Just to make it clear: my initial point is that the dense Epycs are mostly meant for hyperscalers, which use those CPUs as VM hosts, and more often than not overprovision those (which I believe we can agree ends up trashing the cache due to all context switches).
Another user argued that 3D-Cache would be beneficial to such Epycs, and I argued against it because for a VM host scenario it has no benefits while costing more.
I don't think I mentioned anything straight related to cache trashing and dual CCD chips.
I do believe the core parking stuff is solely related to the increased latency, but that's only relevant for games, I guess.
Depends on the application, but it's relevant still. You can measure it with profiling tools, as an example:
View attachment 360282
Chips and cheese usually has a nice comparison w.r.t. that kind of stuff, you can see it for the 9950x in their post:
AMD’s desktop Zen 5 products, codenamed Granite Ridge, are the latest in the company’s line of high performance consumer offerings.
chipsandcheese.com
Not really, it seems to be mostly a latency issue.

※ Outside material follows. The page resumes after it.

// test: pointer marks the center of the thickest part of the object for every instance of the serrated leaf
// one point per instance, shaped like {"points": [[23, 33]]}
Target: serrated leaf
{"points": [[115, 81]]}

About it being a victim cache? It has been like so for all moderns CPUs for quite a while lol
But take it from AMD themselves:
View attachment 360286
Also some extra sources in case you want to get more into it:
Performance monitoring and benchmarking suite. Contribute to RRZE-HPC/likwid development by creating an account on GitHub.
github.com
AMD’s Zen line has gone a long way since it brought AMD’s CPU efforts back from the dead.
chipsandcheese.com
www.anandtech.com
I think you're conflicting ideas at this point. Having L3 as a victim cache is not a "problem" haha
If you're running java stuff inside of a VM, you'll still see improvements related to Zen 5. The VM won't nullify that.
It's not that often that you see virtualization improvements, because there's not really much to improve upon at all (mostly stuff related to context switches and whatnot), but this has no relation to the kind of stuff running inside of said VM.
FWIW, I'm really eyeing a 9950x to upgrade from my 5950x, the gains with python, numpy, databases and compile stuff are amazing and are things that I work with on a daily basis. The 7950x was kinda okaish in those regards, but the 9950x makes it a really worthwhile jump for me.